Das Gespräch führte Mag.art. Dr.rer.nat. Tomaš Klimann, BSc MSc , Psychologe mit Schwerpunkt Arbeits- und Organisationspsychologie, Verhandlungsforscher, Schauspieler, Lecturer am Zentrum für Soziale Kompetenz | Universität Graz und Mitglied des Mediationsinstituts.

1. Persönlicher Einstieg und Kontext

Jörg Zwicker berichtet von seiner langjährigen Verbindung zur Ukraine, die bereits vor 2022 begann. Er war regelmäßig beruflich in Kiew tätig, leitete dort Musikprojekte und erlebte die Eskalation des Krieges 2022 unmittelbar, inklusive Evakuierungen, Fluchterfahrungen seiner Freunde und der anhaltenden Belastung der Bevölkerung. Er schildert, dass er seine Informationen nicht aus Medien bezieht, sondern direkt von den betroffenen Menschen – was sein Bild stark prägt.

2. Innere Konflikte: Fliehen oder bleiben?

Der Krieg löst bei den Menschen tiefgreifende persönliche Konflikte aus:

  • Fliehen oder bleiben?
    Viele Ukrainer:innen rechneten 2022 mit einem kurzen Krieg.
    Entscheidungen mussten oft innerhalb weniger Stunden fallen.
    Verlust von Heimat, Eigentum, Tieren, Identität – alles auf einmal.
  • Was nimmt man mit?
    Beispiel eines Musiker-Paares:
    – Die Mutter packt nur warme Kleidung und Hygieneartikel
    – Die Tochter: Wäsche + Laptop
    – Der Geiger: Geige, Ersatzkleidung – und seine Pfeifen- und Teesammlung
    → Mediationsrelevanter Punkt: Bedürfnisse sind hochgradig individuell und oft überraschend.
  • Alltagsstress als Dauerzustand
    Mehrere Luftalarme täglich
    Unterschied zwischen Drohnen- und Raketenalarm
    Übermüdung, Depression, Gereiztheit
    → Der Stress verändert Denk- und Konfliktverhalten tiefgreifend.

3. Konflikte innerhalb der Ukraine

Zwicker beschreibt mehrere zentrale Spannungsfelder:


A. „Wir sind geblieben – ihr seid gegangen“
Einer der stärksten Konflikte:

  • Rückkehrende Geflüchtete fühlen sich ausgegrenzt.
  • Zurückgebliebene fühlen sich im Stich gelassen.
  • Familien, Freundschaften und professionelle Netzwerke zerbrechen daran.


B. Militärdienstpflicht und moralischer Druck
Männer im „wehrfähigen Alter“ stehen unter massivem Erwartungsdruck.

  • Wer nicht in die Ukraine zurückkehrt, wird von vielen als Verräter gesehen.
  • Gleichzeitig haben viele Menschen berechtigte Angst oder Verantwortung für ihre Familien.

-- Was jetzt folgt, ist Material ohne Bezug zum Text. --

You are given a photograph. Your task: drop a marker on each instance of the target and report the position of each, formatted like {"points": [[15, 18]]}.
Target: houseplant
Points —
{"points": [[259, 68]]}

C. Konflikte rund um Kultur und Identität
Diskussion über russische Sprache, russische Musik, russische Künstler:innen

  • Beispiel: Debatte um die Umbenennung des Tschaikowski-Konservatoriums
  • Zwei Drittel der Ukrainer:innen haben Russisch als Muttersprache → persönliche Konflikte und politische Spannungsfelder über Sprachgebrauch.


D. Familienkonflikte über Propaganda
Zerwürfnisse, wenn russische Verwandte die Realität leugnen („Putin hätte euch früher befreien sollen“).


E. Hass, der an Kinder weitergegeben wird
Beispiel: Extreme Haltungen, die ganze Generationen und darüber hinaus prägen und weiter gegeben werden: „Welches Land hasst du am meisten?“
→ Langfristige Traumatisierungen und “Vererbung” von Feindbildern.

4. Konflikte im Ausland

Ukrainer in Europa erleben neue Konflikte:

  • Integration vs. Rückkehrwunsch
    Lohnt es sich, Deutsch zu lernen, wenn man „bald“ wieder zurück will?
  • Rückkehr oft erschwert durch emotionale Kälte und Ausgrenzung am Wohnort („ihr seid gegangen“).
  • Sozialleistungen & Arbeit
    Wer einmal gut verdient, verliert Grundsicherung → komplexe bürokratische Anreize.
  • Wahrnehmung durch Österreicher
    Vorurteile („die Flüchtlinge mit SUVs“) – Zwicker zeigt auf, wie falsche Bilder entstehen und wie Mediationskompetenzen helfen können, solche Denkmuster aufzubrechen.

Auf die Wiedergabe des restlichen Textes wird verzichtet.